As usual, the cards are very nice looking, even if I only know who a couple of these guys are.  Here's some sample cards:



 There are two six card insert sets - "Tokyo Big Six Heroes" which features current players (one from each team) and "Tokyo Big Six Legends" which features former players (one from each team) who went on to fame in NBP (such as Shigeo Nagashima and Koichi Tabuchi).  I got a Heroes card for Tomoya Mikami from Hosei (#SP03):

Jabalaya has all the cards here.

2011 BBM All Star Set

BBM released their annual All Star box set about a month ago.  This set contains cards for the players who made the All Star teams this season.  Continuing what they started last year, BBM delayed the set so that they could use pictures from the actual All Star games.  This year's set contains 73 cards - 64 cards for the players, 6 cards for the managers and coaches and three cards for the MVPs of each of the three games (Kazuhiro Hatakeyama, Takeya Nakamura, and Atsunori Ibaba).

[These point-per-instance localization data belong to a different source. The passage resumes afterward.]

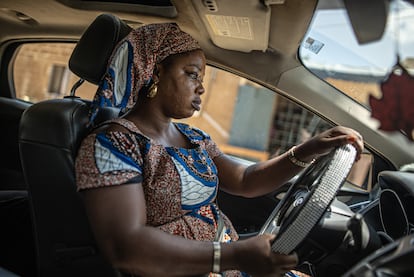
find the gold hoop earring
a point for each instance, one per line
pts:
(152, 92)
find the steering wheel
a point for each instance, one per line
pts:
(308, 198)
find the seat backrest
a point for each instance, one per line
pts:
(49, 136)
(11, 173)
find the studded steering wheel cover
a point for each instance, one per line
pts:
(311, 212)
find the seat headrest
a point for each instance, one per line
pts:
(91, 54)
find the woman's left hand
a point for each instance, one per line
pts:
(326, 141)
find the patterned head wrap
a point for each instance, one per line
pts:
(132, 63)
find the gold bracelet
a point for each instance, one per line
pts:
(216, 256)
(296, 161)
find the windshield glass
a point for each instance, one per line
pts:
(332, 51)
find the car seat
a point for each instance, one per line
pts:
(11, 173)
(49, 136)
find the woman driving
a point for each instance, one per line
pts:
(150, 183)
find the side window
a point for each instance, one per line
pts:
(41, 72)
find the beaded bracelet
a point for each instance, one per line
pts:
(216, 256)
(296, 161)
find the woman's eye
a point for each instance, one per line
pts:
(194, 76)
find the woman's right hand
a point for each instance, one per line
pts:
(256, 257)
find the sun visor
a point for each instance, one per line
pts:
(241, 25)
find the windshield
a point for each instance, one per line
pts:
(331, 49)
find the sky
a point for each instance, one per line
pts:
(333, 45)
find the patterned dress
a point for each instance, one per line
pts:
(180, 184)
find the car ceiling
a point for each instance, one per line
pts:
(274, 68)
(286, 25)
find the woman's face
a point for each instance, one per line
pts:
(180, 84)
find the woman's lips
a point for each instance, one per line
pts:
(196, 104)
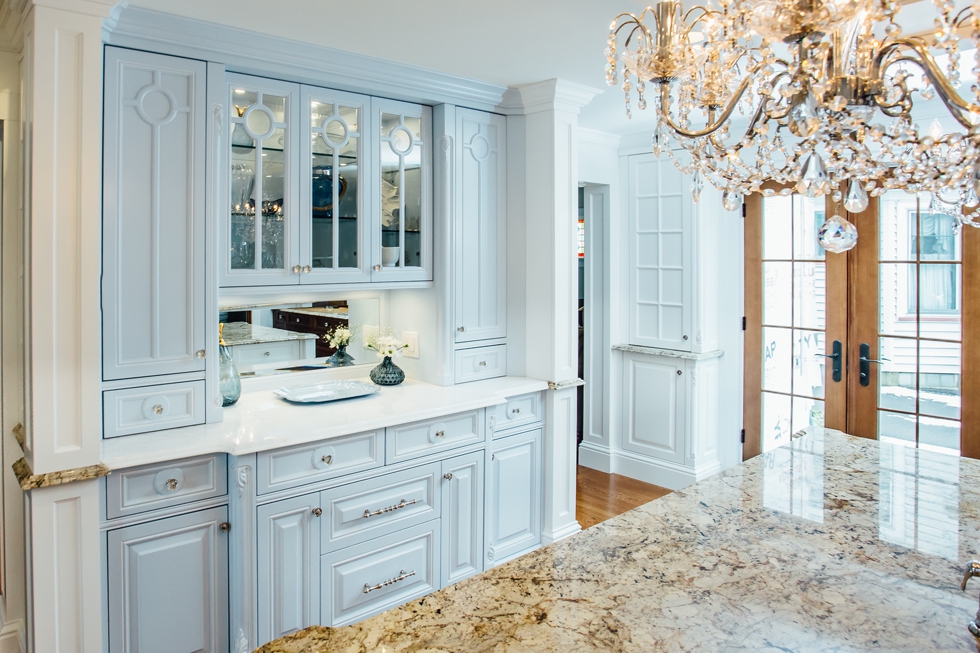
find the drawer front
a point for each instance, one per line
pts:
(422, 438)
(318, 461)
(522, 410)
(481, 363)
(160, 485)
(368, 509)
(267, 352)
(361, 581)
(152, 408)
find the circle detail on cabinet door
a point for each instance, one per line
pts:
(479, 147)
(168, 481)
(323, 458)
(437, 433)
(155, 105)
(155, 407)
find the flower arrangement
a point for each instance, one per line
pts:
(340, 336)
(386, 344)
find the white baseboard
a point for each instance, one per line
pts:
(13, 637)
(549, 537)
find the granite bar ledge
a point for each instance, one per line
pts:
(830, 543)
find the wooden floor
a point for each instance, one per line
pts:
(600, 496)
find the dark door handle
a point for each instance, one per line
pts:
(837, 357)
(866, 363)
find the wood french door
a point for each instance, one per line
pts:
(880, 342)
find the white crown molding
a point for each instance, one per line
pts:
(296, 61)
(600, 138)
(554, 94)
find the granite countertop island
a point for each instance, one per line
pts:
(830, 543)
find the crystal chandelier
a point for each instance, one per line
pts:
(813, 94)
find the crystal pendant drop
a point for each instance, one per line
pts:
(837, 235)
(697, 184)
(814, 181)
(731, 200)
(803, 119)
(659, 139)
(857, 198)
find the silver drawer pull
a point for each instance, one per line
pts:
(400, 504)
(391, 581)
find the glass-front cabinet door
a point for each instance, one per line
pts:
(402, 193)
(333, 188)
(260, 244)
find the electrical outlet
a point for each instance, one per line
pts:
(411, 338)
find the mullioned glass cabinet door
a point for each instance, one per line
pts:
(402, 192)
(260, 239)
(334, 222)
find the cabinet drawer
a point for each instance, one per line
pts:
(318, 461)
(518, 411)
(481, 363)
(367, 509)
(360, 581)
(422, 438)
(152, 408)
(160, 485)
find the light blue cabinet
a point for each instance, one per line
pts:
(153, 193)
(514, 504)
(288, 551)
(168, 585)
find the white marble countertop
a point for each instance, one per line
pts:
(829, 544)
(261, 421)
(243, 333)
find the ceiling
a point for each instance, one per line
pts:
(505, 42)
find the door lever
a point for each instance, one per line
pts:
(837, 357)
(866, 363)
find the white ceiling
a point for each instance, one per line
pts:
(505, 42)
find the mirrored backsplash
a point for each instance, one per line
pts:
(288, 338)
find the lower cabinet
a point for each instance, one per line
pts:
(288, 551)
(168, 585)
(514, 504)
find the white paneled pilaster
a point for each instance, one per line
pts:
(550, 190)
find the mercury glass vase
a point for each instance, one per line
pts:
(387, 373)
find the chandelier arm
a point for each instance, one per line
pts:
(711, 127)
(927, 63)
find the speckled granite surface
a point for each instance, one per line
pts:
(830, 543)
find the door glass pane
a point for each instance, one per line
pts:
(334, 174)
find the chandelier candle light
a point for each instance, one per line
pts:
(823, 91)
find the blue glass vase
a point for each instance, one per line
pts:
(387, 373)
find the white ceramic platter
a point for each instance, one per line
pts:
(327, 391)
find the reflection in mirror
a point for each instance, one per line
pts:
(297, 337)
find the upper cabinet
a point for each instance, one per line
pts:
(325, 187)
(480, 220)
(153, 275)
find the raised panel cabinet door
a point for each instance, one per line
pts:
(168, 585)
(289, 566)
(480, 226)
(661, 262)
(153, 267)
(462, 517)
(654, 400)
(515, 495)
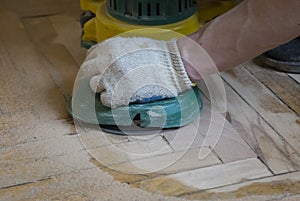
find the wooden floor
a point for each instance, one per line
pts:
(251, 152)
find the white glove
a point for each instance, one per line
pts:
(138, 69)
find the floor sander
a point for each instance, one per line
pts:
(104, 19)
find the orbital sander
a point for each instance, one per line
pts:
(101, 20)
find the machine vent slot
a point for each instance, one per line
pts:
(149, 9)
(157, 9)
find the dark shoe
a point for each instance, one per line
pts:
(285, 58)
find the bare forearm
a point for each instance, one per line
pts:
(249, 29)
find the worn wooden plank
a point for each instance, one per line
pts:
(63, 68)
(287, 89)
(172, 162)
(270, 147)
(33, 130)
(32, 8)
(84, 185)
(206, 178)
(282, 187)
(69, 34)
(296, 77)
(20, 172)
(274, 111)
(223, 139)
(128, 151)
(39, 89)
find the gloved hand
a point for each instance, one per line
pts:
(138, 69)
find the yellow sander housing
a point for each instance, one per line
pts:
(166, 18)
(104, 19)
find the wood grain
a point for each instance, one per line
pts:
(282, 119)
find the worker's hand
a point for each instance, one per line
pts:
(126, 70)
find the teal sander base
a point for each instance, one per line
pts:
(136, 118)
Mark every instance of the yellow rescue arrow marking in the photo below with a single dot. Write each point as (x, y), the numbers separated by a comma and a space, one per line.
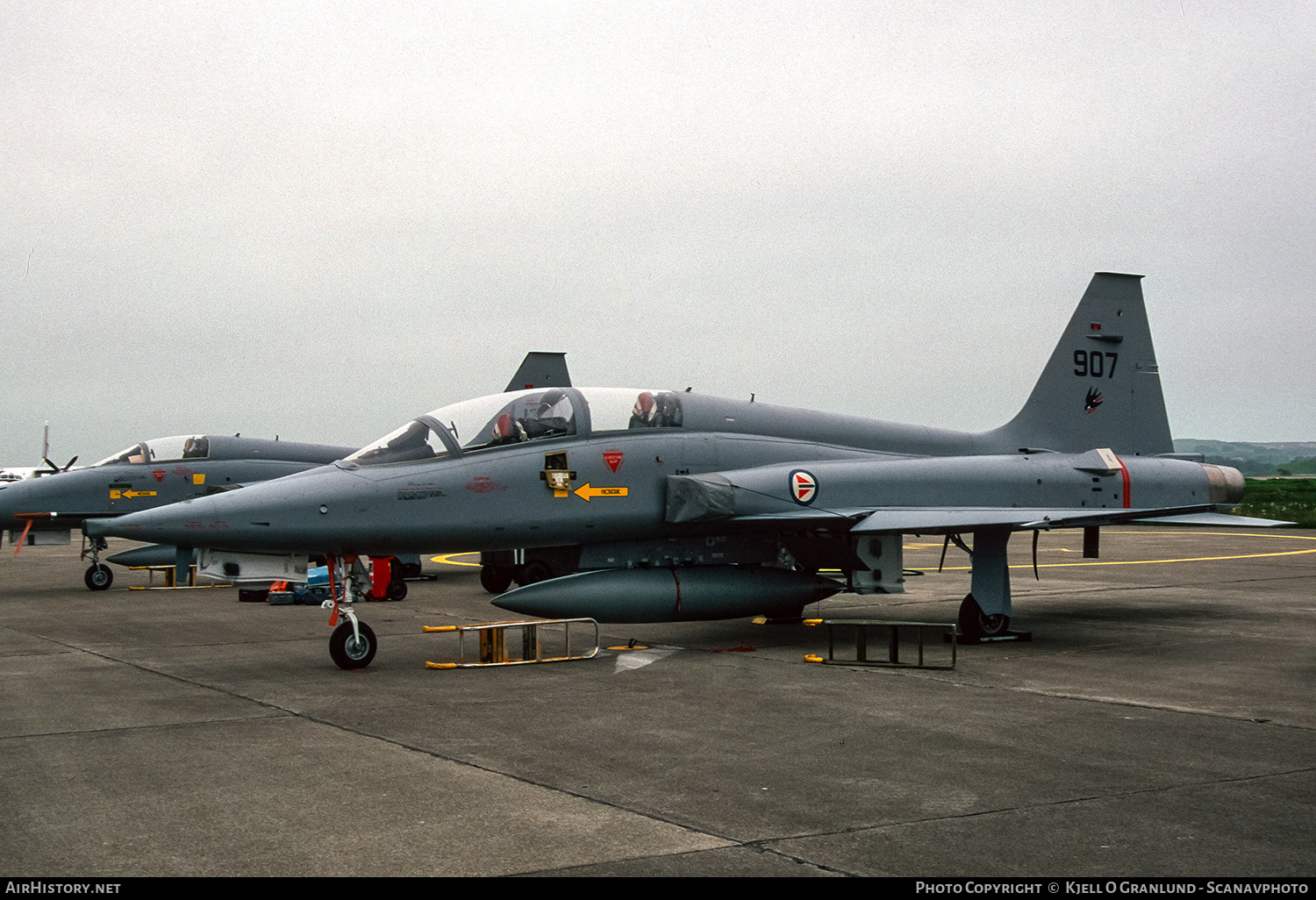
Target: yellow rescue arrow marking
(587, 492)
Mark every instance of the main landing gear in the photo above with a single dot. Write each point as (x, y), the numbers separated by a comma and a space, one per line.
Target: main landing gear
(99, 575)
(984, 613)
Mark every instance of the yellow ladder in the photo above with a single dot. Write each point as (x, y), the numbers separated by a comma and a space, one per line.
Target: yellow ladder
(542, 639)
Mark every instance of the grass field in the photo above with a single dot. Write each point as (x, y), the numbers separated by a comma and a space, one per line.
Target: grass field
(1290, 499)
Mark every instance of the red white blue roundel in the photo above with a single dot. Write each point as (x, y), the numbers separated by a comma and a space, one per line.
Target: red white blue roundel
(805, 487)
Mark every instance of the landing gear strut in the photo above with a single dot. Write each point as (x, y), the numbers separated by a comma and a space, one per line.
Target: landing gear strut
(984, 613)
(99, 575)
(352, 644)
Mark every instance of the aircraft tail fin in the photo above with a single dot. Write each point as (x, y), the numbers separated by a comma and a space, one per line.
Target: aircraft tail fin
(541, 370)
(1100, 387)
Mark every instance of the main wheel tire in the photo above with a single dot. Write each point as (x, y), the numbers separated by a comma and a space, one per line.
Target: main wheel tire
(533, 573)
(349, 652)
(976, 625)
(495, 579)
(99, 576)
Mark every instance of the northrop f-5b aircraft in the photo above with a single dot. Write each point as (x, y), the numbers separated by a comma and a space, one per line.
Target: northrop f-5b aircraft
(142, 476)
(636, 505)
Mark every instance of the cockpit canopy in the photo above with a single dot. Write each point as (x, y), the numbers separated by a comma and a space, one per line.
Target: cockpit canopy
(181, 446)
(515, 418)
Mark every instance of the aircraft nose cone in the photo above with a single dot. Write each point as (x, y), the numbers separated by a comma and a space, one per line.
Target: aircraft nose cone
(165, 525)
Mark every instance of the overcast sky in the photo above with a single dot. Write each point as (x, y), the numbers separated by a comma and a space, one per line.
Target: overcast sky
(318, 220)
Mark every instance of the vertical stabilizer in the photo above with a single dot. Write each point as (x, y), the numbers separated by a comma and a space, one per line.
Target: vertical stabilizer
(541, 370)
(1100, 387)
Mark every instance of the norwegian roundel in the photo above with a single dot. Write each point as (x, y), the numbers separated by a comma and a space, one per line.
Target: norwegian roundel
(805, 487)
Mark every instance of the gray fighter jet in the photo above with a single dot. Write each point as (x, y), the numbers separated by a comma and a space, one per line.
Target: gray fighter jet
(144, 476)
(644, 504)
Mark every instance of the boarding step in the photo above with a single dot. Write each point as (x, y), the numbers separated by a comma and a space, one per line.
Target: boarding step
(519, 642)
(907, 644)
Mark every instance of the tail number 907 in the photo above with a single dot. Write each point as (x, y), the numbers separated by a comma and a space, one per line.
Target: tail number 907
(1094, 363)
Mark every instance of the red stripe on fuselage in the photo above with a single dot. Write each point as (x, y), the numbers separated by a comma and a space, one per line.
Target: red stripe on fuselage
(1124, 474)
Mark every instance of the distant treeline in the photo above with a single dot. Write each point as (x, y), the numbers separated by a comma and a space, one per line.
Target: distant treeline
(1255, 460)
(1291, 500)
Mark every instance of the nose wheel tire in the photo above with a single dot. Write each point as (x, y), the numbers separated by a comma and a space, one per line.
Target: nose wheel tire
(99, 578)
(350, 652)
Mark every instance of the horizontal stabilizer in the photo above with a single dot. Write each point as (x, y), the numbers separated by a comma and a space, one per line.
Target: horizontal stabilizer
(1224, 520)
(1018, 518)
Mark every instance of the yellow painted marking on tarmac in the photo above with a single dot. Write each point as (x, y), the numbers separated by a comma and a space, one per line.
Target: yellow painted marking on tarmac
(1149, 562)
(450, 560)
(587, 492)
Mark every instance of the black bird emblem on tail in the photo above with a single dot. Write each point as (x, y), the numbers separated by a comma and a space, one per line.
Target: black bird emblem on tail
(1094, 400)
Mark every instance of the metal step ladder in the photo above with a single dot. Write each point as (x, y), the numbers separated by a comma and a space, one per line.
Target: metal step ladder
(541, 639)
(908, 636)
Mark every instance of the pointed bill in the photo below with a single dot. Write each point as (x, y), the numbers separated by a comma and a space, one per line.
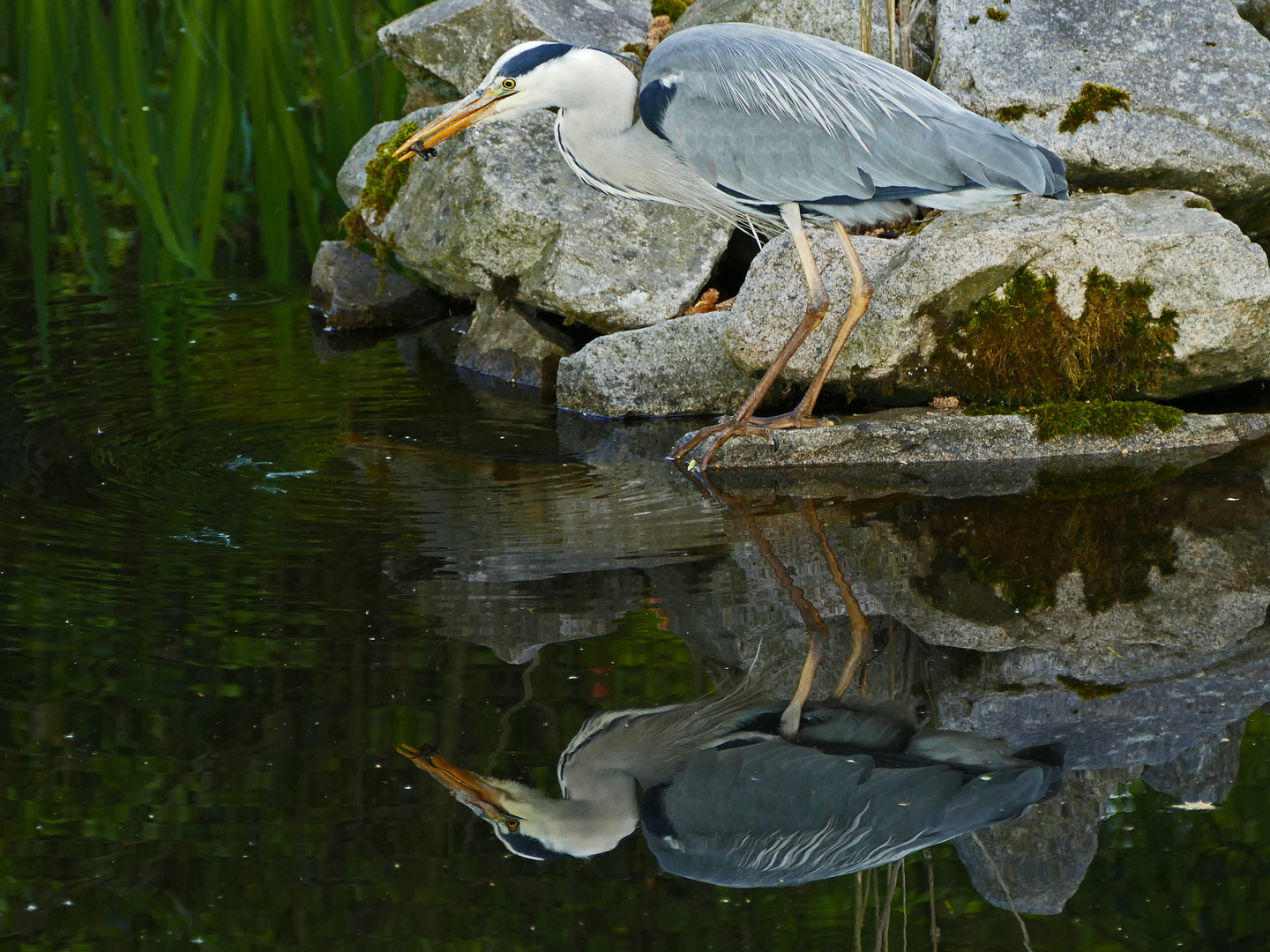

In general, I've had mixed feelings towards the All Star sets.  When I was first learning about Japanese baseball, the sets were very useful to me in getting some sense for who the better players were.  But they don't really help me that much anymore (not that I'm not still learning) and (in my opinion) some of the recent sets have featured some of BBM's ugliest card designs.  So I was starting to question whether I wanted to continue to get the set every year.

I have to say that this year's set is pretty nice.  The card design has borderless photos with some reasonable simple decorations containing the player info.  There's also a big "All Star" game logo superimposed on the photo as well.  As they've been doing lately, there's also indicators on the front of the card if the player was elected by the fan vote and/or the player vote and also if the player is making his first All Star roster.  In the case of Nobuhiko Matsuda, all three of these things were true, so he has all three indicators on his card (#A25):

NPB instituted an internet vote (called the "+1 Vote") this season to select the final player for each team's roster.  BBM added an indicator to the cards for the two winners of this vote, Hirokazu Sawamura and Yuki Saitoh (#A35):

I've got the same complaint this year that I had last year - it's nice that the pictures were taken at the All Star games, but there's nothing in them that really makes it obvious that they were.  No shots showing several players in different uniforms or anything like that.  I do like this shot of Hiroyuki Nakajima though (#A27):

NBP held the Hall Of Fame induction ceremony for the 2011 inductees (Hiromitsu Ochiai and Mutsuo Minagawa) before the first All Star game.  Since Ochiai was the Central League manager, he has a card in the set (#A36) and the photo for it was taken at the ceremony:

For the first time in years (since the mid-90's), the set does not contain a card for the top finisher in the fan vote (Norichika Aoki this year).  I don't know if this is somehow related to the fact that there were three games instead of two this year so they needed three cards for the MVPs rather than two (and they were committed to a 73 card set rather than a 74 card set for some reason - in fairness to BBM, with the rosters going to 32 players from 29 last year and 28 the year before, this year's set is the largest All Star set ever).  Anyway, here's the MVP card for Atsunori Inaba (#A73):

As always, you can see all the cards at Jambalaya.